Addressing audiences of rice farmers, he openly warned that the benefits of CPP rule-particularly its infrastructure projects and patronage of Buddhism-will come to an end if he loses power. "If people don't vote for [the CPP], we will be disheartened and will stop giving," he said during the inauguration of a national road in March. "All projects will be eliminated. ... Even a project like pumping water to dry farms." The next month he even warned of "internal war" if the opposition came to power.

In the context of a close-fought poll, Rainsy's return to Cambodia presents both pitfalls and opportunities for the opposition. Some observers think that by energizing the CNRP campaign, it will help the opposition build on the 29 out of 123 seats it currently holds in the National Assembly. "It will give the party a big boost," said Lao Mong Hay, an independent political analyst. "This party has generated what might be called a mass movement for change across the country, and it has been gaining momentum during the absence of its leader."

But Rainsy's return could also benefit the wily Hun Sen, who as always has his eye on the long game. Elections are always a magnet for international attention, and with the spotlight glaring some kind of political arrangement to secure Rainsy's return was always likely for the sake of appearances. But will the attention be sustained after the polls?

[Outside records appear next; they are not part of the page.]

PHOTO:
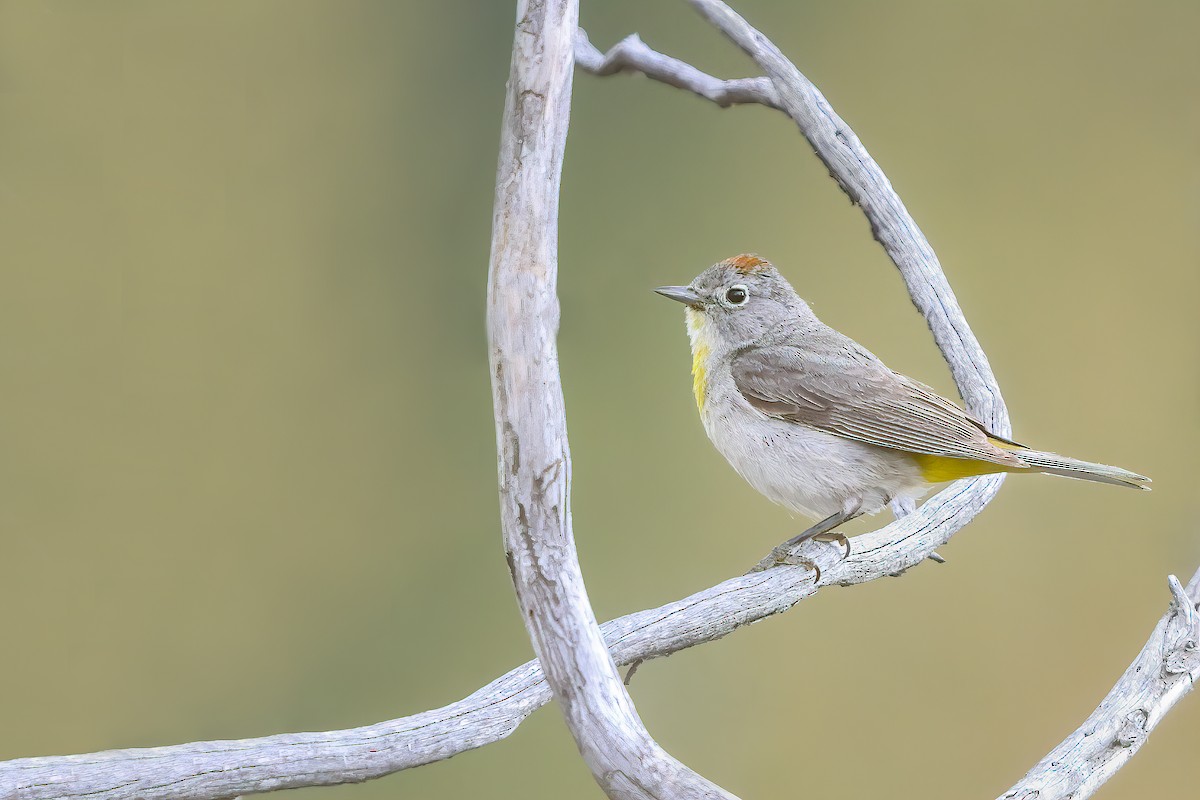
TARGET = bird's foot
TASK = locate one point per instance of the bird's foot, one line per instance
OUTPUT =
(784, 555)
(834, 536)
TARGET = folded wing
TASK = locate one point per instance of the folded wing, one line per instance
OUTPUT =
(841, 389)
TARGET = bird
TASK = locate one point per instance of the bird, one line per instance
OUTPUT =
(817, 423)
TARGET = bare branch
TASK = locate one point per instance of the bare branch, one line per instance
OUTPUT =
(631, 54)
(531, 422)
(1165, 669)
(1163, 673)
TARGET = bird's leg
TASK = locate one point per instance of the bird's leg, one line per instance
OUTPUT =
(786, 553)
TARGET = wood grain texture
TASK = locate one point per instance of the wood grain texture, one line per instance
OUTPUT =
(1161, 675)
(531, 422)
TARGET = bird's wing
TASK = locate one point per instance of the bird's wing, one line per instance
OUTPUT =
(841, 389)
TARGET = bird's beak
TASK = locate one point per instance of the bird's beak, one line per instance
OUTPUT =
(681, 294)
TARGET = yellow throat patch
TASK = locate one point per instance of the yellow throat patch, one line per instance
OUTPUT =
(700, 352)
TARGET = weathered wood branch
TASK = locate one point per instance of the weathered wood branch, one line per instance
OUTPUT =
(1165, 669)
(531, 422)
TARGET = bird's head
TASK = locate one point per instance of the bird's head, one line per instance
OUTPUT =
(737, 301)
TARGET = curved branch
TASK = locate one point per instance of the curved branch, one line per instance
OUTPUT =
(531, 422)
(1165, 669)
(225, 769)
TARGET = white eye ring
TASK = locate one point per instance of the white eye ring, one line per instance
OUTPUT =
(737, 295)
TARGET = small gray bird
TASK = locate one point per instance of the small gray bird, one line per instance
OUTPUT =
(816, 422)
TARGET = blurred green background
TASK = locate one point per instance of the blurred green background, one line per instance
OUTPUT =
(247, 481)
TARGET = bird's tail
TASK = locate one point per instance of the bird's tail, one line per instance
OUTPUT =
(1084, 470)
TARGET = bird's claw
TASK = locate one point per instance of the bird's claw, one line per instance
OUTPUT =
(834, 536)
(784, 555)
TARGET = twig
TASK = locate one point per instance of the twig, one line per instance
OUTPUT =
(631, 54)
(531, 423)
(222, 769)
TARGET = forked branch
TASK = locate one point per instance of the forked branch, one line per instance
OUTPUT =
(1163, 672)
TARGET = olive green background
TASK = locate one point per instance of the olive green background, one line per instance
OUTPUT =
(247, 475)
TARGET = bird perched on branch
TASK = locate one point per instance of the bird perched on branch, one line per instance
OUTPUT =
(817, 423)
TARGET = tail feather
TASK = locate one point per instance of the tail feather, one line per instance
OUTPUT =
(1084, 470)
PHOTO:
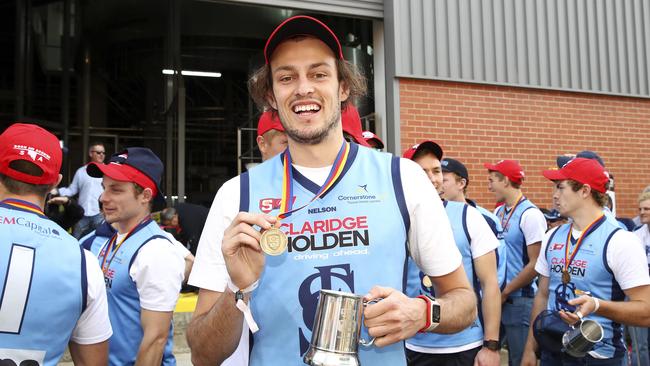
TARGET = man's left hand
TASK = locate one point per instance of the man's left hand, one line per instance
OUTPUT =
(585, 305)
(487, 357)
(395, 318)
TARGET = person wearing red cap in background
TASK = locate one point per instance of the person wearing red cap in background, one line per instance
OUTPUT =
(271, 139)
(477, 344)
(52, 290)
(143, 270)
(587, 269)
(373, 140)
(307, 81)
(351, 124)
(524, 226)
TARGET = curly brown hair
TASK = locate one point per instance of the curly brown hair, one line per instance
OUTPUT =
(260, 83)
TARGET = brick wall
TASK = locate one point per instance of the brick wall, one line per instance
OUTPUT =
(484, 123)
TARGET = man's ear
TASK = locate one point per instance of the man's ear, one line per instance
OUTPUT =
(261, 144)
(147, 195)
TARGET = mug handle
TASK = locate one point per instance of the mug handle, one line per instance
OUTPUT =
(362, 341)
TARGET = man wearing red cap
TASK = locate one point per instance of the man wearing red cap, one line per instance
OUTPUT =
(479, 343)
(587, 269)
(52, 290)
(271, 139)
(373, 140)
(351, 124)
(143, 270)
(523, 227)
(368, 212)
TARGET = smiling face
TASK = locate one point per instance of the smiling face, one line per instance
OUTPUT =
(497, 184)
(122, 204)
(306, 91)
(452, 187)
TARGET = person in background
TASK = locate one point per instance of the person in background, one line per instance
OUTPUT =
(373, 140)
(63, 210)
(637, 218)
(587, 269)
(553, 218)
(88, 189)
(609, 205)
(639, 335)
(524, 227)
(143, 272)
(351, 124)
(478, 343)
(186, 220)
(271, 139)
(53, 294)
(454, 188)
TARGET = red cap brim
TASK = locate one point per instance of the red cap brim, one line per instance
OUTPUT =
(490, 167)
(122, 173)
(554, 175)
(302, 25)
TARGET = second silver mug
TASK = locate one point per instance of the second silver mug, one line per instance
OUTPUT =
(336, 335)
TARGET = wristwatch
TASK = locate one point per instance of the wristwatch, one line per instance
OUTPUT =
(492, 345)
(433, 313)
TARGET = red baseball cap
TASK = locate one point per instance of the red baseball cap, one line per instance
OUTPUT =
(269, 120)
(135, 164)
(429, 145)
(352, 124)
(32, 143)
(585, 171)
(370, 136)
(509, 168)
(302, 25)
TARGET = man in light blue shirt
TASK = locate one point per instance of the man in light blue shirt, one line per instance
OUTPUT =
(89, 189)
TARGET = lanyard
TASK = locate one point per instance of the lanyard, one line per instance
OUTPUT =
(569, 254)
(286, 205)
(110, 246)
(512, 211)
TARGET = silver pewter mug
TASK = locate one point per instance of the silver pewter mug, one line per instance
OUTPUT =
(581, 338)
(337, 330)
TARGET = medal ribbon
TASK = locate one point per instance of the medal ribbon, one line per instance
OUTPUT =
(286, 206)
(24, 205)
(570, 255)
(512, 211)
(110, 247)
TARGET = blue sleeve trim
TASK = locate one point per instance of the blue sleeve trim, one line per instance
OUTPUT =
(605, 250)
(465, 229)
(84, 280)
(399, 193)
(244, 196)
(550, 238)
(88, 243)
(143, 244)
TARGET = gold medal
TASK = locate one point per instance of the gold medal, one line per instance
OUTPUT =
(273, 241)
(566, 277)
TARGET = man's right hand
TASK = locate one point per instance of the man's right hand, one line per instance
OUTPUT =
(241, 247)
(529, 358)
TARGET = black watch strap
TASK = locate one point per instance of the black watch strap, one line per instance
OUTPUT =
(492, 345)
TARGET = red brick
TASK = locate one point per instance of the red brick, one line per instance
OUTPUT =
(479, 123)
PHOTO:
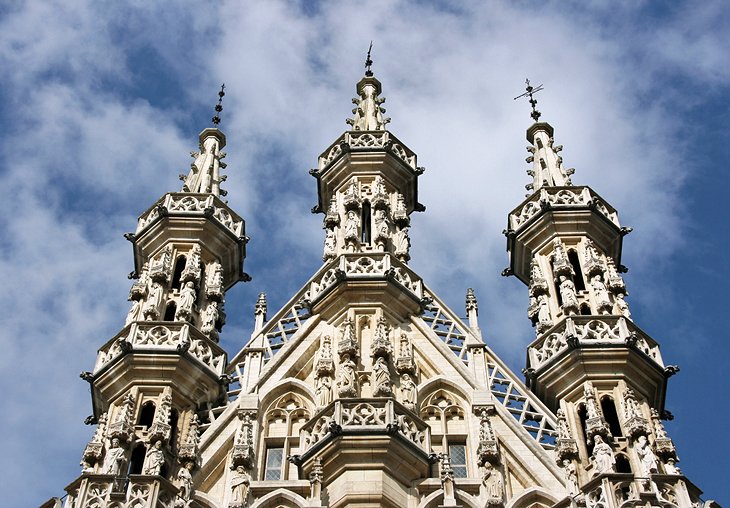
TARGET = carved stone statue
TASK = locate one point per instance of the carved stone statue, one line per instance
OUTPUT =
(324, 390)
(330, 244)
(622, 306)
(154, 459)
(346, 382)
(185, 481)
(154, 299)
(114, 458)
(382, 377)
(408, 391)
(493, 485)
(603, 458)
(567, 293)
(646, 456)
(240, 482)
(571, 475)
(352, 227)
(600, 292)
(187, 300)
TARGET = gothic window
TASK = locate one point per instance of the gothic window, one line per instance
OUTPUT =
(177, 274)
(284, 419)
(365, 221)
(609, 413)
(445, 416)
(170, 311)
(147, 414)
(575, 263)
(137, 461)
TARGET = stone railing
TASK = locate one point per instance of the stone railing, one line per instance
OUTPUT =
(365, 266)
(560, 198)
(163, 336)
(579, 331)
(385, 416)
(619, 490)
(367, 140)
(193, 205)
(108, 490)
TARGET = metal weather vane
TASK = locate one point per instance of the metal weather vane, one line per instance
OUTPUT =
(533, 102)
(219, 107)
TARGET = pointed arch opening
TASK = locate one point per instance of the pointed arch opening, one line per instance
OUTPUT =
(610, 414)
(365, 221)
(575, 263)
(177, 273)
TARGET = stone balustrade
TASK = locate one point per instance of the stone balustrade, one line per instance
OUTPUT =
(579, 331)
(159, 336)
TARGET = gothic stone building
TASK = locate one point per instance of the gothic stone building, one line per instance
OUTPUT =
(365, 389)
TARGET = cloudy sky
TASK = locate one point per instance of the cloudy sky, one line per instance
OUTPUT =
(102, 101)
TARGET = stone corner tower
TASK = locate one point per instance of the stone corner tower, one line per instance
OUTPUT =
(151, 379)
(590, 362)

In February 2006, a year after Rainsy was hounded out of Cambodia by defamation lawsuits brought by Hun Sen and his then-coalition partner Prince Norodom Ranariddh, he received a royal pardon and returned hailing a "new chapter in Cambodian history". A few years later, after the CPP secured a landslide electoral victory in 2008, the government tightened the screws again by dragging journalists and opposition figures through the courts. Following his border post stunt in October 2009, Rainsy himself was forced back into exile.

Optimistic observers hold out hope that this time things will be different. "The pressure has been mounting over time," said Lao Mong Hay. "It seems America means business."

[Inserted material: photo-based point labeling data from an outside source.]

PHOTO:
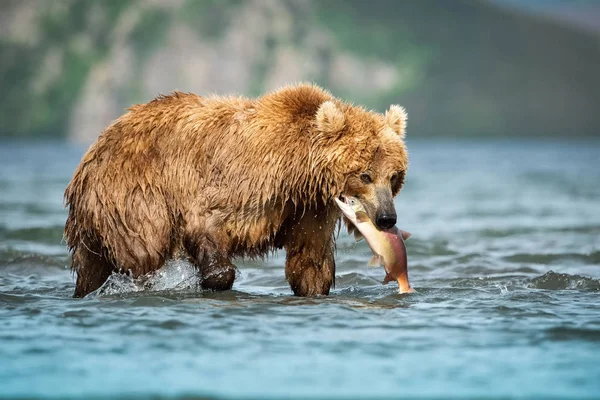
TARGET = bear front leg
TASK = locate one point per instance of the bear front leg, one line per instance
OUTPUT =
(310, 264)
(310, 273)
(216, 270)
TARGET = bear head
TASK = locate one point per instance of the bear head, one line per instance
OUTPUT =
(366, 154)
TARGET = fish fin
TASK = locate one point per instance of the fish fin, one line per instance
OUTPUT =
(362, 217)
(375, 261)
(358, 236)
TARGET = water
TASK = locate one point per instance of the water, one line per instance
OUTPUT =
(505, 256)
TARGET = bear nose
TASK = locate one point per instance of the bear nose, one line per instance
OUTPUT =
(386, 221)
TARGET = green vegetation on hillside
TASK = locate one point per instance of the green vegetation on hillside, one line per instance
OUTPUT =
(465, 67)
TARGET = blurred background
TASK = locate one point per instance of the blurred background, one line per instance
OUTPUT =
(461, 68)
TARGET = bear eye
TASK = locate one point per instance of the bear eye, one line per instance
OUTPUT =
(397, 178)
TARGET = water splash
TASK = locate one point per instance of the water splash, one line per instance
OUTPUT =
(555, 281)
(178, 275)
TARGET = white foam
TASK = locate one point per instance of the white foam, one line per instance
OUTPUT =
(174, 275)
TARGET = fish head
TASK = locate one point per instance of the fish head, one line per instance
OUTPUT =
(352, 208)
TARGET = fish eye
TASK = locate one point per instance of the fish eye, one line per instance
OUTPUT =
(366, 178)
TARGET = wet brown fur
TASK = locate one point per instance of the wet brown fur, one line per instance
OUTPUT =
(218, 177)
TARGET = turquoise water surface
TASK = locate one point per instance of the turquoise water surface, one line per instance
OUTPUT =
(505, 256)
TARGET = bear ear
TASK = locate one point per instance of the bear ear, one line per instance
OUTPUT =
(396, 117)
(330, 119)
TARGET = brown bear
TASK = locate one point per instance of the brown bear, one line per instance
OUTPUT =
(211, 178)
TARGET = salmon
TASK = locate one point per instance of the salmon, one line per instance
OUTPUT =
(387, 245)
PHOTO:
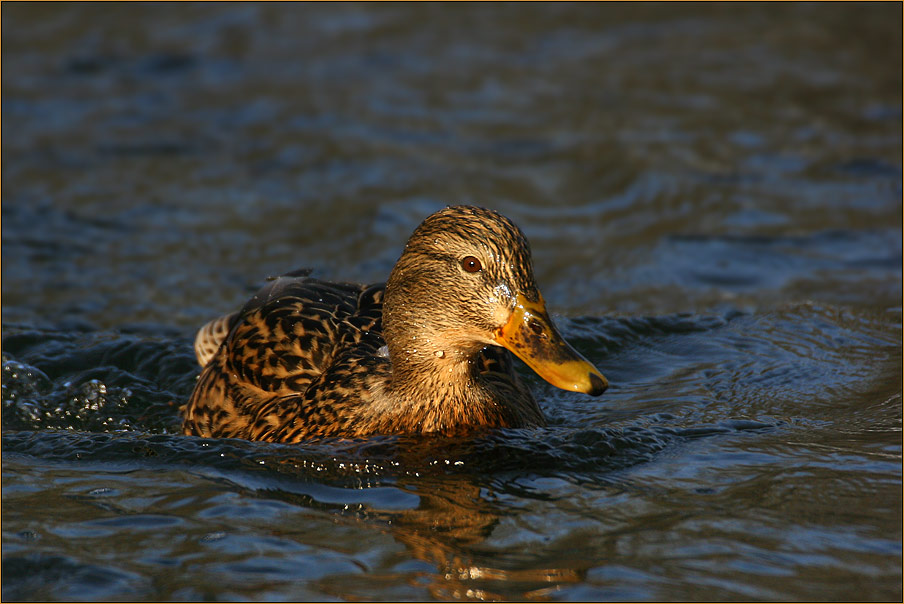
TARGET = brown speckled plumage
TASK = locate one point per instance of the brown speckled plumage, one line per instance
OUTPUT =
(306, 358)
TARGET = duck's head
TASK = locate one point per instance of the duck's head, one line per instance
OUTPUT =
(465, 281)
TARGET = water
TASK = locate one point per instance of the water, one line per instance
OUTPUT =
(713, 197)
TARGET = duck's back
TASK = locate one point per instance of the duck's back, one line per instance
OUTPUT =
(271, 351)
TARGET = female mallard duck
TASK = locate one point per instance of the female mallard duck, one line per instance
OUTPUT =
(306, 358)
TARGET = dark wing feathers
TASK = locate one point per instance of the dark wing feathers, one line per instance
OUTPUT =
(283, 340)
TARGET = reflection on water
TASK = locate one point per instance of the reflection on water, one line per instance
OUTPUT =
(712, 194)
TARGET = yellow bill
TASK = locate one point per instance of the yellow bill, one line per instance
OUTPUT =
(532, 337)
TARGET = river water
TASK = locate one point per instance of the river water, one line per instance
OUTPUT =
(713, 197)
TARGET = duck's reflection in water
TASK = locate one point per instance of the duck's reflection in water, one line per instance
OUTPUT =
(447, 524)
(449, 530)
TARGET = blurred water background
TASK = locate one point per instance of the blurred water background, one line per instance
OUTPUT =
(713, 196)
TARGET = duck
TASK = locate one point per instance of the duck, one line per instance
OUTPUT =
(430, 351)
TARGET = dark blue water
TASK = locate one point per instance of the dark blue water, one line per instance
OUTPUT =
(713, 198)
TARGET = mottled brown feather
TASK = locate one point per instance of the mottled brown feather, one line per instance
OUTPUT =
(306, 358)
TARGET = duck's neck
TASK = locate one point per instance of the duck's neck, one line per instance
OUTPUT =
(440, 387)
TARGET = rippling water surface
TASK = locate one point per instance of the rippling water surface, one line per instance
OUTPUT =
(713, 197)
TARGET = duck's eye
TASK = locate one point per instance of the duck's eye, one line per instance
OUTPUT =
(471, 264)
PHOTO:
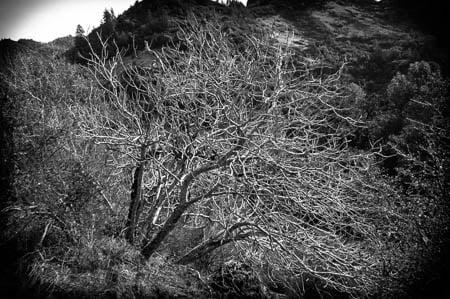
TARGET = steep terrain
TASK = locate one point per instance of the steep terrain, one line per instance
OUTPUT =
(371, 94)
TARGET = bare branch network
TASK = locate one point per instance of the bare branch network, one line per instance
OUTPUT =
(241, 140)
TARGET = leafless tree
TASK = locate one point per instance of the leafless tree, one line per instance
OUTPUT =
(241, 140)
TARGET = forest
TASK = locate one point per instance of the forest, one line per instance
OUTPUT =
(283, 149)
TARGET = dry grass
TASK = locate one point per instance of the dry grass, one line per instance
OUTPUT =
(110, 267)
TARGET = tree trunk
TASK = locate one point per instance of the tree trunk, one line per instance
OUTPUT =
(170, 224)
(133, 212)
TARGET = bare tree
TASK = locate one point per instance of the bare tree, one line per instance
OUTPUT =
(241, 140)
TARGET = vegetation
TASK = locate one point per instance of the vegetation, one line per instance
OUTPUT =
(231, 165)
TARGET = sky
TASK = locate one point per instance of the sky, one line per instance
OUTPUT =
(45, 20)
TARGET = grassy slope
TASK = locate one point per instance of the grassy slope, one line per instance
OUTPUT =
(334, 33)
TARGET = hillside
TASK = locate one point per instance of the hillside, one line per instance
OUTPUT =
(189, 149)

But history suggests otherwise. As Hun Sen has consolidated his control over the past 20 years, he has repeatedly used "royal" pardons as a means of resetting the status quo by defusing pressure from abroad and extracting political concessions from his rivals. In 2006, Rainsy offered a public apology to Hun Sen and Ranariddh in return for his pardon. The currency on offer this time is legitimacy: Rainsy's presence is set to boost the credibility of what will remain a seriously flawed election.

Rainsy himself has warned that "the mere fact of my return does not create a free and fair election for Cambodia". But Hun Sen knows that the main question for foreign governments is not whether the election will be "fair" in absolute terms - no election since 1993 really has been - but rather whether the poll is fair enough.

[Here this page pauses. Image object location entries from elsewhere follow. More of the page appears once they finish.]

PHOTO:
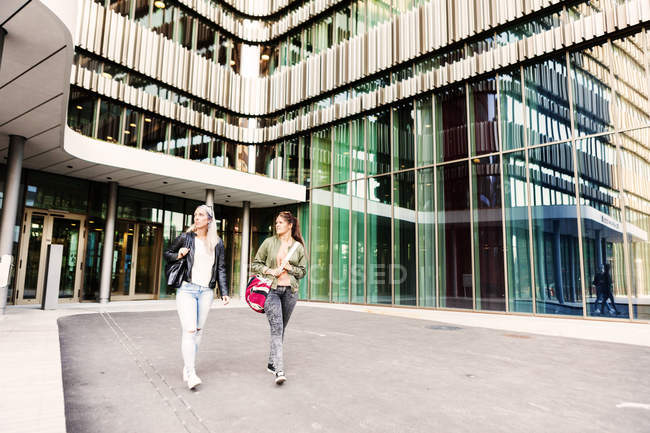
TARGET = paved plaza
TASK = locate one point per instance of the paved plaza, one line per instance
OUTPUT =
(117, 368)
(347, 372)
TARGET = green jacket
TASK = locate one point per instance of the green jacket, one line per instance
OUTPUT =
(266, 257)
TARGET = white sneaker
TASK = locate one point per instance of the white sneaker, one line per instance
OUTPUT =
(193, 380)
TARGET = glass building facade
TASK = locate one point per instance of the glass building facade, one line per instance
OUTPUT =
(496, 169)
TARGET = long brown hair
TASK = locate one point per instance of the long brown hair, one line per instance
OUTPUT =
(295, 225)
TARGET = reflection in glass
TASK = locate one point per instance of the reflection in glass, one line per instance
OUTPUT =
(92, 266)
(321, 201)
(547, 101)
(403, 145)
(379, 243)
(265, 159)
(378, 143)
(304, 172)
(592, 96)
(178, 141)
(454, 244)
(290, 161)
(631, 76)
(341, 153)
(154, 130)
(108, 128)
(555, 230)
(515, 193)
(404, 269)
(321, 150)
(66, 232)
(357, 242)
(424, 131)
(131, 121)
(483, 109)
(511, 110)
(303, 217)
(451, 124)
(488, 234)
(147, 265)
(602, 231)
(33, 256)
(81, 111)
(341, 243)
(122, 258)
(357, 133)
(426, 238)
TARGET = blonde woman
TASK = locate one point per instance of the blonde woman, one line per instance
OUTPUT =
(282, 298)
(204, 252)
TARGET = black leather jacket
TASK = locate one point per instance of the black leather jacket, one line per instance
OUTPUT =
(218, 268)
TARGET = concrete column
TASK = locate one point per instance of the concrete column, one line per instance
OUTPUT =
(3, 33)
(245, 242)
(10, 203)
(599, 251)
(107, 250)
(539, 263)
(209, 198)
(557, 262)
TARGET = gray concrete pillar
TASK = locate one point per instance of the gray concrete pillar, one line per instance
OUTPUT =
(107, 250)
(557, 262)
(10, 205)
(542, 290)
(3, 33)
(245, 244)
(209, 198)
(599, 251)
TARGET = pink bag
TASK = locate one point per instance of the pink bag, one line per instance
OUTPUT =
(258, 287)
(256, 292)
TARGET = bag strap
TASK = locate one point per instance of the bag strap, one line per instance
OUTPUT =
(292, 250)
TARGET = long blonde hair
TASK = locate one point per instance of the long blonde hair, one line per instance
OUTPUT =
(213, 236)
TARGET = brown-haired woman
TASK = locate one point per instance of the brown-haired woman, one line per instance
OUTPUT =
(282, 297)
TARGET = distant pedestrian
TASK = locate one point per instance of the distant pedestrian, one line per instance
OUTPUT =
(204, 252)
(603, 283)
(282, 297)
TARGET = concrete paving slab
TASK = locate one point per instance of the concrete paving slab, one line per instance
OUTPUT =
(348, 371)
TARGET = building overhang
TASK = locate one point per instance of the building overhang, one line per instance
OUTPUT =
(101, 161)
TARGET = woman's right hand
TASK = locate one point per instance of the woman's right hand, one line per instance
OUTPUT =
(183, 252)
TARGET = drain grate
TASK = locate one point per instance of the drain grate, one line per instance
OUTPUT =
(443, 327)
(525, 337)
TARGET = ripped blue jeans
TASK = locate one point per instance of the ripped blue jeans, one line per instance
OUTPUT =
(193, 304)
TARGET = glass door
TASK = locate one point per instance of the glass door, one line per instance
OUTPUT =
(137, 256)
(40, 229)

Ou Virak, president of the Cambodian Centre of Human Rights, said prior to Rainsy's pardon that based on past practice foreign governments - having long learned to live with Hun Sen - will admit "irregularities" in the vote but probably accept the result. "My view is that the donors ... will see the injustice, will complain about it, but will never ever take a stand," he said.

In 20 years, Hun Sen has lowered democratic expectations to such a degree that the mere presence of an opposition leader on Cambodian soil may now be enough get it over the line. Foreign Minister Hor Namhong has already claimed that Rainsy's presence is in itself a guarantee of a "free and fair" poll.

With or without Rainsy, the real long-term danger for the CPP will be maintaining the political momentum generated by its own propaganda. Hun Sen is characterized in increasingly superhuman terms-as a military genius, a political mastermind, and man of overweening merit who rains blessings on the people.

It is a myth that can only really be perpetuated by ever-greater margins of electoral victory. If Rainsy and his reinvigorated party are able to eat into the CPP's rural vote-bank, it is possible that Hun Sen's carefully cultivated aura of invincibility might slowly, if imperceptibly, begin to fade. If that were the case, the gamble of Rainsy's return might just be worth it.